Saturday, January 26, 2008

Vanity

Now, when I walked into the valley of
The vain, I found an old acquaintance
Of mine who I also jeered and despised

Monsieur le Cochon was still all about himself
Standing in front of a mirror talking
To the wretched reflection that was he

And when I looked to the left of him
There stood the Lady Truhillo, having
something other than her own ego shoved

up her tight ass: ‘twas her face covered
in shit, vile chile con carne spew’d
out her mouth as always and onto Monsieur

Who danced for himself and flattered himself
while A serpent—and it had six feet—shot up
And hooked one of these wretches with all six

With the middle feet it hugged the asshole’s stomach
And with the front ones, grabbed him by the arms,
And bit him first through one cheek, then the other.

And to the right of Lady and Monsieur
Stood Sister Megan with green teeth eating
A pile of dog shit and preaching how

G-d chose her to teach me a lesson ‘bout
How I should be; at this, the serpent darts
For her neck and tears out her unholy guts

And Lady throws some of her own excrement
Onto the steaming pile of Nun-shit
While Monsieur ignores all but himself

Bugs creeping over his body and
Eating his flesh.
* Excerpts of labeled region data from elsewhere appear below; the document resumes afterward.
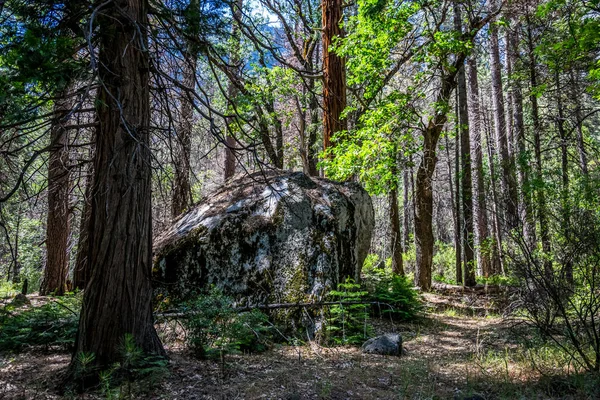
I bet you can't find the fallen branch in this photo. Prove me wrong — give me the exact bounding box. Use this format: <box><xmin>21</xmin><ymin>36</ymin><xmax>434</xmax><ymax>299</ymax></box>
<box><xmin>154</xmin><ymin>301</ymin><xmax>386</xmax><ymax>318</ymax></box>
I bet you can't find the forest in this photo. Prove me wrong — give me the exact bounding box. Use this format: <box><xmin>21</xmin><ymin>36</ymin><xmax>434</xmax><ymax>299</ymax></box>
<box><xmin>0</xmin><ymin>0</ymin><xmax>600</xmax><ymax>400</ymax></box>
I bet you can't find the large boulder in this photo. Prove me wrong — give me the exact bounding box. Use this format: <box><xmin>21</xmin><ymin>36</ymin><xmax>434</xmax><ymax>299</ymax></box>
<box><xmin>153</xmin><ymin>171</ymin><xmax>374</xmax><ymax>306</ymax></box>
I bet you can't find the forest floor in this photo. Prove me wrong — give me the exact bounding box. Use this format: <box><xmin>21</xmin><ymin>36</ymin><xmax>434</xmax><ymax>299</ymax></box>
<box><xmin>0</xmin><ymin>292</ymin><xmax>599</xmax><ymax>400</ymax></box>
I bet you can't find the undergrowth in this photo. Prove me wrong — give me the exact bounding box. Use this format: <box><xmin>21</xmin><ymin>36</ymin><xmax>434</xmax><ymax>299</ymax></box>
<box><xmin>0</xmin><ymin>295</ymin><xmax>82</xmax><ymax>353</ymax></box>
<box><xmin>182</xmin><ymin>288</ymin><xmax>272</xmax><ymax>358</ymax></box>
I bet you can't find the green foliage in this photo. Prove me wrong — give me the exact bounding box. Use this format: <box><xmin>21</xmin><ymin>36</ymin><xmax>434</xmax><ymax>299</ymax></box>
<box><xmin>182</xmin><ymin>288</ymin><xmax>271</xmax><ymax>357</ymax></box>
<box><xmin>363</xmin><ymin>266</ymin><xmax>422</xmax><ymax>321</ymax></box>
<box><xmin>325</xmin><ymin>278</ymin><xmax>373</xmax><ymax>345</ymax></box>
<box><xmin>0</xmin><ymin>295</ymin><xmax>81</xmax><ymax>353</ymax></box>
<box><xmin>0</xmin><ymin>0</ymin><xmax>89</xmax><ymax>122</ymax></box>
<box><xmin>0</xmin><ymin>280</ymin><xmax>21</xmax><ymax>299</ymax></box>
<box><xmin>477</xmin><ymin>275</ymin><xmax>518</xmax><ymax>286</ymax></box>
<box><xmin>433</xmin><ymin>240</ymin><xmax>456</xmax><ymax>284</ymax></box>
<box><xmin>73</xmin><ymin>334</ymin><xmax>168</xmax><ymax>399</ymax></box>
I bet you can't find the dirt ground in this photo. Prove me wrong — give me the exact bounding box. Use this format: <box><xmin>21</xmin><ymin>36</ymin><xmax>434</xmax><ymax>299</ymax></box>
<box><xmin>0</xmin><ymin>294</ymin><xmax>593</xmax><ymax>400</ymax></box>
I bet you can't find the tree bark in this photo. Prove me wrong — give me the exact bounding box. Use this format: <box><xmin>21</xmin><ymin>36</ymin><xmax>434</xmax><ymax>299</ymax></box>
<box><xmin>71</xmin><ymin>0</ymin><xmax>164</xmax><ymax>373</ymax></box>
<box><xmin>73</xmin><ymin>161</ymin><xmax>93</xmax><ymax>290</ymax></box>
<box><xmin>544</xmin><ymin>70</ymin><xmax>573</xmax><ymax>285</ymax></box>
<box><xmin>482</xmin><ymin>100</ymin><xmax>504</xmax><ymax>275</ymax></box>
<box><xmin>506</xmin><ymin>25</ymin><xmax>535</xmax><ymax>245</ymax></box>
<box><xmin>490</xmin><ymin>13</ymin><xmax>518</xmax><ymax>229</ymax></box>
<box><xmin>322</xmin><ymin>0</ymin><xmax>346</xmax><ymax>149</ymax></box>
<box><xmin>171</xmin><ymin>7</ymin><xmax>200</xmax><ymax>219</ymax></box>
<box><xmin>454</xmin><ymin>14</ymin><xmax>477</xmax><ymax>286</ymax></box>
<box><xmin>224</xmin><ymin>0</ymin><xmax>244</xmax><ymax>180</ymax></box>
<box><xmin>402</xmin><ymin>162</ymin><xmax>414</xmax><ymax>249</ymax></box>
<box><xmin>40</xmin><ymin>89</ymin><xmax>72</xmax><ymax>296</ymax></box>
<box><xmin>415</xmin><ymin>73</ymin><xmax>458</xmax><ymax>290</ymax></box>
<box><xmin>527</xmin><ymin>17</ymin><xmax>552</xmax><ymax>276</ymax></box>
<box><xmin>389</xmin><ymin>188</ymin><xmax>404</xmax><ymax>275</ymax></box>
<box><xmin>467</xmin><ymin>56</ymin><xmax>492</xmax><ymax>278</ymax></box>
<box><xmin>446</xmin><ymin>130</ymin><xmax>463</xmax><ymax>283</ymax></box>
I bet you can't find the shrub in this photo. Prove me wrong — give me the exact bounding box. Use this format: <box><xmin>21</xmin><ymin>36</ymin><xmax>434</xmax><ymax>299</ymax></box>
<box><xmin>0</xmin><ymin>295</ymin><xmax>81</xmax><ymax>352</ymax></box>
<box><xmin>433</xmin><ymin>240</ymin><xmax>456</xmax><ymax>284</ymax></box>
<box><xmin>363</xmin><ymin>268</ymin><xmax>422</xmax><ymax>321</ymax></box>
<box><xmin>70</xmin><ymin>334</ymin><xmax>168</xmax><ymax>399</ymax></box>
<box><xmin>325</xmin><ymin>278</ymin><xmax>373</xmax><ymax>345</ymax></box>
<box><xmin>510</xmin><ymin>198</ymin><xmax>600</xmax><ymax>373</ymax></box>
<box><xmin>183</xmin><ymin>288</ymin><xmax>271</xmax><ymax>357</ymax></box>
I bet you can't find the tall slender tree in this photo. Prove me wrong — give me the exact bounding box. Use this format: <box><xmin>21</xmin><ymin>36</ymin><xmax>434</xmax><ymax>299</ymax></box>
<box><xmin>40</xmin><ymin>88</ymin><xmax>72</xmax><ymax>296</ymax></box>
<box><xmin>467</xmin><ymin>55</ymin><xmax>491</xmax><ymax>278</ymax></box>
<box><xmin>322</xmin><ymin>0</ymin><xmax>346</xmax><ymax>149</ymax></box>
<box><xmin>454</xmin><ymin>4</ymin><xmax>476</xmax><ymax>286</ymax></box>
<box><xmin>489</xmin><ymin>3</ymin><xmax>518</xmax><ymax>229</ymax></box>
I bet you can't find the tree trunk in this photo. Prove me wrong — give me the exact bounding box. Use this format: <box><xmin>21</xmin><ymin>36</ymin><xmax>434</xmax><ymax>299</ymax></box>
<box><xmin>446</xmin><ymin>130</ymin><xmax>462</xmax><ymax>283</ymax></box>
<box><xmin>322</xmin><ymin>0</ymin><xmax>346</xmax><ymax>149</ymax></box>
<box><xmin>490</xmin><ymin>14</ymin><xmax>518</xmax><ymax>229</ymax></box>
<box><xmin>171</xmin><ymin>26</ymin><xmax>199</xmax><ymax>219</ymax></box>
<box><xmin>467</xmin><ymin>56</ymin><xmax>492</xmax><ymax>278</ymax></box>
<box><xmin>482</xmin><ymin>100</ymin><xmax>504</xmax><ymax>275</ymax></box>
<box><xmin>570</xmin><ymin>70</ymin><xmax>589</xmax><ymax>178</ymax></box>
<box><xmin>73</xmin><ymin>161</ymin><xmax>93</xmax><ymax>290</ymax></box>
<box><xmin>40</xmin><ymin>89</ymin><xmax>72</xmax><ymax>296</ymax></box>
<box><xmin>224</xmin><ymin>0</ymin><xmax>244</xmax><ymax>180</ymax></box>
<box><xmin>402</xmin><ymin>161</ymin><xmax>414</xmax><ymax>249</ymax></box>
<box><xmin>544</xmin><ymin>70</ymin><xmax>573</xmax><ymax>285</ymax></box>
<box><xmin>506</xmin><ymin>25</ymin><xmax>535</xmax><ymax>245</ymax></box>
<box><xmin>389</xmin><ymin>188</ymin><xmax>404</xmax><ymax>275</ymax></box>
<box><xmin>415</xmin><ymin>72</ymin><xmax>458</xmax><ymax>290</ymax></box>
<box><xmin>527</xmin><ymin>18</ymin><xmax>552</xmax><ymax>276</ymax></box>
<box><xmin>71</xmin><ymin>0</ymin><xmax>164</xmax><ymax>373</ymax></box>
<box><xmin>454</xmin><ymin>5</ymin><xmax>477</xmax><ymax>286</ymax></box>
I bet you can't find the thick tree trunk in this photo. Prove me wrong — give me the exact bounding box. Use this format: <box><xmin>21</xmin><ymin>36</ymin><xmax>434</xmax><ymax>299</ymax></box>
<box><xmin>454</xmin><ymin>14</ymin><xmax>477</xmax><ymax>286</ymax></box>
<box><xmin>40</xmin><ymin>90</ymin><xmax>72</xmax><ymax>296</ymax></box>
<box><xmin>72</xmin><ymin>0</ymin><xmax>164</xmax><ymax>376</ymax></box>
<box><xmin>389</xmin><ymin>188</ymin><xmax>404</xmax><ymax>275</ymax></box>
<box><xmin>171</xmin><ymin>43</ymin><xmax>198</xmax><ymax>219</ymax></box>
<box><xmin>467</xmin><ymin>56</ymin><xmax>492</xmax><ymax>278</ymax></box>
<box><xmin>322</xmin><ymin>0</ymin><xmax>346</xmax><ymax>149</ymax></box>
<box><xmin>446</xmin><ymin>130</ymin><xmax>462</xmax><ymax>283</ymax></box>
<box><xmin>490</xmin><ymin>14</ymin><xmax>518</xmax><ymax>229</ymax></box>
<box><xmin>415</xmin><ymin>73</ymin><xmax>458</xmax><ymax>290</ymax></box>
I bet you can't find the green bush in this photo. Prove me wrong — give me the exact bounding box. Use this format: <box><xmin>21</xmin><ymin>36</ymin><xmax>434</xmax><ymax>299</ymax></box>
<box><xmin>433</xmin><ymin>240</ymin><xmax>456</xmax><ymax>284</ymax></box>
<box><xmin>70</xmin><ymin>334</ymin><xmax>168</xmax><ymax>399</ymax></box>
<box><xmin>363</xmin><ymin>268</ymin><xmax>422</xmax><ymax>321</ymax></box>
<box><xmin>325</xmin><ymin>278</ymin><xmax>373</xmax><ymax>345</ymax></box>
<box><xmin>0</xmin><ymin>295</ymin><xmax>81</xmax><ymax>352</ymax></box>
<box><xmin>183</xmin><ymin>288</ymin><xmax>271</xmax><ymax>358</ymax></box>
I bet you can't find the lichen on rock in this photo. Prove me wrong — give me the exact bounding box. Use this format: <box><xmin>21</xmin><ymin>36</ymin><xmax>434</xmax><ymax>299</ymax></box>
<box><xmin>153</xmin><ymin>171</ymin><xmax>374</xmax><ymax>305</ymax></box>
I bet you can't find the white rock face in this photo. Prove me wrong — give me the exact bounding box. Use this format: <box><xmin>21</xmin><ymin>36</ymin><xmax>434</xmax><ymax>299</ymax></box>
<box><xmin>153</xmin><ymin>171</ymin><xmax>374</xmax><ymax>305</ymax></box>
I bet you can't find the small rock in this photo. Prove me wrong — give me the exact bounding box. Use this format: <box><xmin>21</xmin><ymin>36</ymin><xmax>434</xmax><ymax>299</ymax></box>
<box><xmin>361</xmin><ymin>333</ymin><xmax>402</xmax><ymax>356</ymax></box>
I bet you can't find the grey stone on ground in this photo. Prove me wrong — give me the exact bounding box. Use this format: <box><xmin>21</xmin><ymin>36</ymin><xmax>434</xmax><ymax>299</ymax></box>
<box><xmin>153</xmin><ymin>171</ymin><xmax>374</xmax><ymax>306</ymax></box>
<box><xmin>361</xmin><ymin>333</ymin><xmax>402</xmax><ymax>356</ymax></box>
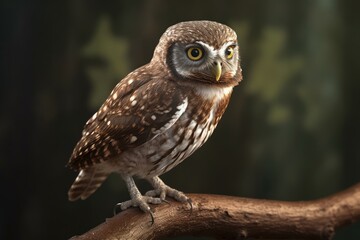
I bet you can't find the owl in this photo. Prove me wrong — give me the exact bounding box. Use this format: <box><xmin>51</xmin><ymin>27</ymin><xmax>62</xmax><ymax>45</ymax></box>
<box><xmin>67</xmin><ymin>21</ymin><xmax>242</xmax><ymax>214</ymax></box>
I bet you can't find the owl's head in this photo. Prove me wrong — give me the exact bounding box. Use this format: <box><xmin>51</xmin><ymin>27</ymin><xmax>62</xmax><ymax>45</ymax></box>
<box><xmin>153</xmin><ymin>21</ymin><xmax>241</xmax><ymax>84</ymax></box>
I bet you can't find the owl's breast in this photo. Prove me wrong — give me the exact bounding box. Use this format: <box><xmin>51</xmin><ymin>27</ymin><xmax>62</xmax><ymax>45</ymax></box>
<box><xmin>122</xmin><ymin>84</ymin><xmax>231</xmax><ymax>178</ymax></box>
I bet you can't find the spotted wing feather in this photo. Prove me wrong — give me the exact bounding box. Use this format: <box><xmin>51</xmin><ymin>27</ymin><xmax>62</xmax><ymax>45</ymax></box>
<box><xmin>68</xmin><ymin>69</ymin><xmax>187</xmax><ymax>170</ymax></box>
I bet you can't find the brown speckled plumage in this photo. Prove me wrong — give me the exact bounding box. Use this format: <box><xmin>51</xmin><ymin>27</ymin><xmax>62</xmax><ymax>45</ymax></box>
<box><xmin>68</xmin><ymin>21</ymin><xmax>242</xmax><ymax>212</ymax></box>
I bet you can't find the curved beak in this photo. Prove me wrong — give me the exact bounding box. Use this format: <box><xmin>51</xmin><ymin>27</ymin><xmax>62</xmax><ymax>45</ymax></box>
<box><xmin>212</xmin><ymin>61</ymin><xmax>222</xmax><ymax>81</ymax></box>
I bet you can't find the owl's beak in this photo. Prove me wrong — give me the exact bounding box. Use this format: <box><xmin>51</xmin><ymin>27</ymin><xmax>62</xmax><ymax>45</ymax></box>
<box><xmin>212</xmin><ymin>61</ymin><xmax>222</xmax><ymax>81</ymax></box>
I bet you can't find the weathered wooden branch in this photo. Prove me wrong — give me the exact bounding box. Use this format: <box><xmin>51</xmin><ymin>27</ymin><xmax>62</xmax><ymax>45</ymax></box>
<box><xmin>72</xmin><ymin>184</ymin><xmax>360</xmax><ymax>240</ymax></box>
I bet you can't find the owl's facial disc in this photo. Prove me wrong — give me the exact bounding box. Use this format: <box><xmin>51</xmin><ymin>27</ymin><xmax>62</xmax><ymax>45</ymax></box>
<box><xmin>171</xmin><ymin>41</ymin><xmax>238</xmax><ymax>82</ymax></box>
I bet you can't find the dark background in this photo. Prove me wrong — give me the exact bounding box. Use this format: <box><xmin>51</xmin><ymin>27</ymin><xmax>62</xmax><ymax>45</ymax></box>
<box><xmin>0</xmin><ymin>0</ymin><xmax>360</xmax><ymax>239</ymax></box>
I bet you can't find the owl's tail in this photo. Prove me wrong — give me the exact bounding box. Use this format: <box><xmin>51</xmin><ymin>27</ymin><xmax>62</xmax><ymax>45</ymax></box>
<box><xmin>68</xmin><ymin>167</ymin><xmax>109</xmax><ymax>201</ymax></box>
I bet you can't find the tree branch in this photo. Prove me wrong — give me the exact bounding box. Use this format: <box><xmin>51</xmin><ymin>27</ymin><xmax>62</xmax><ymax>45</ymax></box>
<box><xmin>72</xmin><ymin>184</ymin><xmax>360</xmax><ymax>240</ymax></box>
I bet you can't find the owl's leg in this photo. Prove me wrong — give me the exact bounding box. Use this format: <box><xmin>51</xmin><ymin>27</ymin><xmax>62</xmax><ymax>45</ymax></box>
<box><xmin>145</xmin><ymin>176</ymin><xmax>191</xmax><ymax>203</ymax></box>
<box><xmin>115</xmin><ymin>175</ymin><xmax>161</xmax><ymax>215</ymax></box>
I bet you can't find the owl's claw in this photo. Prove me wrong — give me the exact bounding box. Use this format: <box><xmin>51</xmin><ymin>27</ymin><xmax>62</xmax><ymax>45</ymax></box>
<box><xmin>114</xmin><ymin>196</ymin><xmax>162</xmax><ymax>225</ymax></box>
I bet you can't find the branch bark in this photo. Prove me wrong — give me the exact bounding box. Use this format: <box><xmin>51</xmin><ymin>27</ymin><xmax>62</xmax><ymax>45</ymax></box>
<box><xmin>71</xmin><ymin>183</ymin><xmax>360</xmax><ymax>240</ymax></box>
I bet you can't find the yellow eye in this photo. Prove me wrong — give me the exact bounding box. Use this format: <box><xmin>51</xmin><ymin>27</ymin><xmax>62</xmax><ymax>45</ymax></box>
<box><xmin>187</xmin><ymin>47</ymin><xmax>203</xmax><ymax>61</ymax></box>
<box><xmin>225</xmin><ymin>46</ymin><xmax>235</xmax><ymax>59</ymax></box>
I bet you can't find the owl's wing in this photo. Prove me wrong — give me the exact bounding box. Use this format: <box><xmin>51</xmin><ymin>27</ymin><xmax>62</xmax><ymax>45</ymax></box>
<box><xmin>68</xmin><ymin>74</ymin><xmax>188</xmax><ymax>169</ymax></box>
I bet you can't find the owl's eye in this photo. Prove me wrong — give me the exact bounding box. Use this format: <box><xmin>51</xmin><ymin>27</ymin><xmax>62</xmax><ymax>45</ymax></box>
<box><xmin>225</xmin><ymin>46</ymin><xmax>235</xmax><ymax>59</ymax></box>
<box><xmin>187</xmin><ymin>47</ymin><xmax>203</xmax><ymax>61</ymax></box>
Devils come and force a
Large potato covered in spikes down his throat

But Monsieur still compliments.


on Inferno being a political text:

I think Inferno may be a political text since Dante used his religious beliefs to cast down any of his political enemies.

I was also thinking about how the Church would have reacted to this book: considering what I have studied about the goings on in the history of the Church, the Middle ages and the renaissance period (600-1517) was when all the injustecies started to become most apparent. So, if the Pope could have made his horse a saint and there would not have been any question of it, who is to say that there could have been such a large reaction to an author who wants to damn his enemies to hell? The Church was rilly, rilly, rilly fucked up back then (and still is), and there may have been some belief in Predestination them. But who knows? I'm a little rusty on my Church History, but that's what I remember from Catholic schools.